# Final Project: Earth Analytics Python Course, Spring 2020
## Steph Shepherd & Lauren Herwehe

Short description of the purpose of the code

In [1]:
# Import libraries
import warnings
from glob import glob
import os

import numpy as np
import numpy.ma as ma
import pandas as pd
import matplotlib.pyplot as plt
from matplotlib.colors import ListedColormap
import geopandas as gpd
from geopandas import GeoDataFrame as gdf
from shapely.geometry import Point, Polygon

import urllib.request

import earthpy as et
import earthpy.spatial as es
import earthpy.plot as ep

from zipfile import ZipFile

# Set working directory
os.chdir(os.path.join(et.io.HOME, 'earth-analytics', 'data'))

### Psuedocode
Overlay projected dam locations and rivers (with additional attributes on degree of regulations) on top of protected areas to identify which and to what degree protected areas are impacted by proposed hydropower dams


1. Get Data from figshare download (all are shapefiles)
    * Ramsar Sites
    * Proposed Dams
2. Open each shapefile
    * check CRS
    * select the desired attributes for each shapefile and export to a new geopandas dataframe
    * fill any NA values
3. Select Sites
    * use a buffer of (5 km?, 10 km?, maybe both) to select all Ramsar sites within the buffer distance from a proposed dam
    * save this as a new geopandas dataframe
4. Calculate stats
    * area of land impacted? (from Ramsar site shapefiles)
    * 
4. Create Deliverables - plots/figures
    * Map of all the sites
    * Bar plot Number of sites per region (continent, country, ???)
    * Map of one or two countries/regions
    * Graph comparing these regions.



In [2]:
os.getcwd()

'/home/jovyan/earth-analytics/data'

In [4]:
#Download Data
#Ramsar Sites
urllib.request.urlretrieve("https://ndownloader.figshare.com/articles/12217679/versions/1", "12217679.zip")

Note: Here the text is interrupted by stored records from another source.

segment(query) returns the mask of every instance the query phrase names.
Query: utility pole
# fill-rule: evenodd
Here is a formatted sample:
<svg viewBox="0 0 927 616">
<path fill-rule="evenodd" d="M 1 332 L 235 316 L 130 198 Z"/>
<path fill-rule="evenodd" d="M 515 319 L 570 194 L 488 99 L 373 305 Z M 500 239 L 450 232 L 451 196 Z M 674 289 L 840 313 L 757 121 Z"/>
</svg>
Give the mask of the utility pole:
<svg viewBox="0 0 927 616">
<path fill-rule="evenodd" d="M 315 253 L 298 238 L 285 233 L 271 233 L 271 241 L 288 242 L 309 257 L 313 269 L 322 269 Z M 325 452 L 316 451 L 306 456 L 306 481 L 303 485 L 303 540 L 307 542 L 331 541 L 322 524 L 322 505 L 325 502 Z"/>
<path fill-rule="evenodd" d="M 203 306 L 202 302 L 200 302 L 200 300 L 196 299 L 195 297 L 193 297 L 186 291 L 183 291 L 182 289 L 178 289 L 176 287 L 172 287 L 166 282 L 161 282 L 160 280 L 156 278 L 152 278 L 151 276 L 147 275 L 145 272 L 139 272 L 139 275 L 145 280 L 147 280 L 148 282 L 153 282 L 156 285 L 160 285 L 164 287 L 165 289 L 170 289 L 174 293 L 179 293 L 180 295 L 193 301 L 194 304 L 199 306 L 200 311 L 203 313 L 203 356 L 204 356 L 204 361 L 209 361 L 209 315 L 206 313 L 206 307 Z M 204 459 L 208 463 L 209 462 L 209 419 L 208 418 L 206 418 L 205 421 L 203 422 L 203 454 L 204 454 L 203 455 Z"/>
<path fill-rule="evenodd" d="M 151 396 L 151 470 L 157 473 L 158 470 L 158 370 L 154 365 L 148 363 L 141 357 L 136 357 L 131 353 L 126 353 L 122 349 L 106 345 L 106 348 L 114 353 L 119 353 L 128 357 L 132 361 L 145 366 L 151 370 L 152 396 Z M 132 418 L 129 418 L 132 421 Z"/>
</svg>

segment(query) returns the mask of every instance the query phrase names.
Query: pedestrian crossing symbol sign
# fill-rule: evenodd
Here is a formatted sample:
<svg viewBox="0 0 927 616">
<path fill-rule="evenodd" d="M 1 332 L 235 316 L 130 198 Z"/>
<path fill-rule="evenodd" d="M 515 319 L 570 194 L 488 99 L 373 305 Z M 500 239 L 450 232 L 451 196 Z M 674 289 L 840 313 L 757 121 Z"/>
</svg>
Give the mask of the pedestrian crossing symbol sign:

#et.data.get_data(url='https://ndownloader.figshare.com/articles/12217679/versions/1')

with ZipFile('12217679.zip', 'r') as zipObj:
    zipObj.extractall("ramsar")

#Future dams
#urllib.request.urlretrieve("https://ndownloader.figshare.com/files/22486157", "22486157.zip")

et.data.get_data(url="https://ndownloader.figshare.com/files/22486157")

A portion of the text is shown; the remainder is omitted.